IFIT1, can primarily interfere with the interaction of eIF4E with the cap structure and competes with eIF4E and eIF4F for binding to cap 0 mRNA [175][176][177] or suppress an internal ribosome entry site (IRES)-dependent translation by targeting eIF3-dependent steps in the viral RNA translation initiation process, in the case of hepatitis C virus [178][179]. IFIT1 can also recognize viral RNA that carries a triphosphate group on its 5′ terminus (PPP-RNA), and sequesters it from the actively replicating pool [180]. As IFIT1 is one of the most strongly induced genes by the cell-intrinsic innate immune responses, pathogenic viruses have evolved specific and efficient mechanisms to overcome its inhibitory action, such as their own capping machinery for N-7 and 2′-O methylation of viral RNA [178], ‘‘cap snatching’’ mechanism, which refers to ‘stealing’ cap structures from cellular mRNA [181][182] or using host methyltransferases in the nucleus to generate cap 1 structures on 5′ end [183]. Viruses are also using cap-independent translation or covalent binding of viral proteins to the 5′-end of the RNA. Interestingly, in the case of alphaviruses, the viral replication varies in the presence of IFIT1, depending on the structures of the 5’-untranslated regions (UTRs) in their genomes. They are using a stable stem-loop structure in their 5′-UTR to antagonize the IFIT1 binding and antiviral activity. Additionally, in viruses, IFIT1 acts as an antiviral effector molecule as well as an inducer of innate immunity, since the presence of IFIT1 at higher levels makes IFIT1-resistant wild-type alphaviruses more potent inducers of Type I IFN [184].

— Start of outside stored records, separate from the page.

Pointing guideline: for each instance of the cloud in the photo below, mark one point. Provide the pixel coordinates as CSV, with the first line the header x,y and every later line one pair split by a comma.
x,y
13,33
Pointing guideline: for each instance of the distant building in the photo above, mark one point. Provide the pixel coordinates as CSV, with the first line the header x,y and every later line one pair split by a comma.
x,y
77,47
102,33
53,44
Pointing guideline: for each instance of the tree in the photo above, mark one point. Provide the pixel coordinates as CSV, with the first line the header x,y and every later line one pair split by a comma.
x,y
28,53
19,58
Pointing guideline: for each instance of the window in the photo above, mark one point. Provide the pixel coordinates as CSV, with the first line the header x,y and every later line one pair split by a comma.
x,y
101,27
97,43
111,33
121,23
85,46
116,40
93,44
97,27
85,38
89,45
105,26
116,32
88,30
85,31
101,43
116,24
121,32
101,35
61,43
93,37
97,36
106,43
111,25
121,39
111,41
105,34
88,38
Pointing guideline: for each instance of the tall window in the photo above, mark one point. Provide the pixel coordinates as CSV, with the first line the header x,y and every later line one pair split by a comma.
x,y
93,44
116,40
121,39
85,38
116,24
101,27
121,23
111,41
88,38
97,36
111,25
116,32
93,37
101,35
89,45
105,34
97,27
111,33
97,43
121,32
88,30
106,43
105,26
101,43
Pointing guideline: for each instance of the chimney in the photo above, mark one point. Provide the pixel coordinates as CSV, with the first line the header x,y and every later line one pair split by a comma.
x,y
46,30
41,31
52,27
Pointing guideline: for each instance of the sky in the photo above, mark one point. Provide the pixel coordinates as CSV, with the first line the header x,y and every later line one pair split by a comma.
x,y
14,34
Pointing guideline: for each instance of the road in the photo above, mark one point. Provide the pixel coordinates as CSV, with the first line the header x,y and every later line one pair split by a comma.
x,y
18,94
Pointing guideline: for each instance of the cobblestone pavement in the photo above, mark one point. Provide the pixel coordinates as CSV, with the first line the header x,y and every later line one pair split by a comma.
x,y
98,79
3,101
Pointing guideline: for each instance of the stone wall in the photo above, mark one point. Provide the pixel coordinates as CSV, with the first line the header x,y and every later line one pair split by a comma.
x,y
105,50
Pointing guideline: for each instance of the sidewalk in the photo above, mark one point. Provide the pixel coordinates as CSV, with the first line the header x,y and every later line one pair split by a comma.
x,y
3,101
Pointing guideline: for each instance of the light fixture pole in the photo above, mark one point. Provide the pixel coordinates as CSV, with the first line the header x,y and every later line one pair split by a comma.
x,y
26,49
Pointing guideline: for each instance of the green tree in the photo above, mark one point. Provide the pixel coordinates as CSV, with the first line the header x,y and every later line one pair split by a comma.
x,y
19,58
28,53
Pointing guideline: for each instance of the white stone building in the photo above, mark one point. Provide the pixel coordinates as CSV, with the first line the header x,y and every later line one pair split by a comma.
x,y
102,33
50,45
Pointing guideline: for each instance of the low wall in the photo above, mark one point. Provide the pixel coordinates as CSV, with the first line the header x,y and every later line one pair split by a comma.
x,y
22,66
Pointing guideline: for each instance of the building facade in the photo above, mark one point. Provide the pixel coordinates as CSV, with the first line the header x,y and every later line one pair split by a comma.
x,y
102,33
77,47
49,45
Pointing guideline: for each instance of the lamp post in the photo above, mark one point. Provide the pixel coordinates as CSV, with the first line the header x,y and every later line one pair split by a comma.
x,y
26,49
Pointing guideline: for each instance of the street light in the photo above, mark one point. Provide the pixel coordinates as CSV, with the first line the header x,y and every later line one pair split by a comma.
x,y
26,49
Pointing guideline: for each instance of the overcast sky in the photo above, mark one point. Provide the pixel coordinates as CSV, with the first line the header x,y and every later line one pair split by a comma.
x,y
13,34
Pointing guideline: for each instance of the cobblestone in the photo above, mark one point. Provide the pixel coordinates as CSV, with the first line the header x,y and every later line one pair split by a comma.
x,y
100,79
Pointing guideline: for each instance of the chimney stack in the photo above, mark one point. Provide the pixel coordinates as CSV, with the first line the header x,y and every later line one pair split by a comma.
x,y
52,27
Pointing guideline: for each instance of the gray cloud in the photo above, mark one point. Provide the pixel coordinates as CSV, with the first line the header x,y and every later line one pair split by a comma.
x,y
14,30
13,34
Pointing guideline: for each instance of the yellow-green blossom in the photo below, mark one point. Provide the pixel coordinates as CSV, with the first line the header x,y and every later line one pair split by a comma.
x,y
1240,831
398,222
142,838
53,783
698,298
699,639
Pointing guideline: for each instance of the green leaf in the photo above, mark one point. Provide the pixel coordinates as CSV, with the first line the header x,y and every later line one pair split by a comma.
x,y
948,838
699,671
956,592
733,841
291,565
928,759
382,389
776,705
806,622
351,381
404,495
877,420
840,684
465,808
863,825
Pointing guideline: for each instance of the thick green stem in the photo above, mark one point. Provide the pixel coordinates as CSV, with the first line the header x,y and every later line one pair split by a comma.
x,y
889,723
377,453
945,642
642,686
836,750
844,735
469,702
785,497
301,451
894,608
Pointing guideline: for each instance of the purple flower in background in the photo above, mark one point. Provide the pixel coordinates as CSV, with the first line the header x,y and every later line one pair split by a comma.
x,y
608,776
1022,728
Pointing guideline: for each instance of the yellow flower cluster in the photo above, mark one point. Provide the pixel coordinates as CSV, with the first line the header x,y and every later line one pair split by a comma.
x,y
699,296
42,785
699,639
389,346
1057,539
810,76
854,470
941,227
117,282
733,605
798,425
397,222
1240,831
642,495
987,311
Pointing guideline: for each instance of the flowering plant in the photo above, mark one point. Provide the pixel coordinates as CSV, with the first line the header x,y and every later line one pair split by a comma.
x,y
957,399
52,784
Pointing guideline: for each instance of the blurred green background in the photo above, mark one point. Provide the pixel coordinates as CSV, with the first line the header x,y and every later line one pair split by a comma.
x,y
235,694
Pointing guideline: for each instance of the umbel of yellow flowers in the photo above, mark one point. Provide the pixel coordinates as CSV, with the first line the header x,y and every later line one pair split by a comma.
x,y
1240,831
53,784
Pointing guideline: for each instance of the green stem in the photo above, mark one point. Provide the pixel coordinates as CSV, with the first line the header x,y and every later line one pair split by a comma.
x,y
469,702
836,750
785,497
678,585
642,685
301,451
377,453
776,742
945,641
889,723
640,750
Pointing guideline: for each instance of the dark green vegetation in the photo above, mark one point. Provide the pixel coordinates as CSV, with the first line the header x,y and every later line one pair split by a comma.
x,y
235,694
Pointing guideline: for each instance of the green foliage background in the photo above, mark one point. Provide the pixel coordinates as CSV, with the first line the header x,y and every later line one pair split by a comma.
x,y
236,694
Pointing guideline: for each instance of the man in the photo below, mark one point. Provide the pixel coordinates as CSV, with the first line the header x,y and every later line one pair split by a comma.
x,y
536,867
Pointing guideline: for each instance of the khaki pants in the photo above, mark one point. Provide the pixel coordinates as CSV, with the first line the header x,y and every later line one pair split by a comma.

In vitro studies have elaborated that tumour-associated human papillomavirus (HPVs) oncoproteins utilize various strategies to interfere with the IFN-receptor pathways. By binding with the TYK2, they hamper phosphorylation of the transcription factors, STAT1 and STAT2 that are required for IFN-stimulated gene transcription [185][186]. High-risk HPV oncoprotein E6 directly impairs STAT1 transcription and translation [187][188][189], while E7 protein form interaction with the IRF9 gene, and thus, preventing the IRF9 binding with phosphorylated STAT1 and STAT2, which forms a complex for nucleus translocation [190][191]. This perhaps explains the limited effect of IFN therapy in the treatment of HPV genital infections highlighted during the past few years [192]. It is of interest to note that the response rate to IFNα in low-risk HPV infection patients is higher compared to those with high-risk HPV infection [193]. Furthermore, cervical cancer patients’ biopsy samples showed downregulation of Type I IFN expression compared to tissue from normal individuals [194], which implies that high-risk HPVs more efficiently promote host resistance to IFN signalling [186].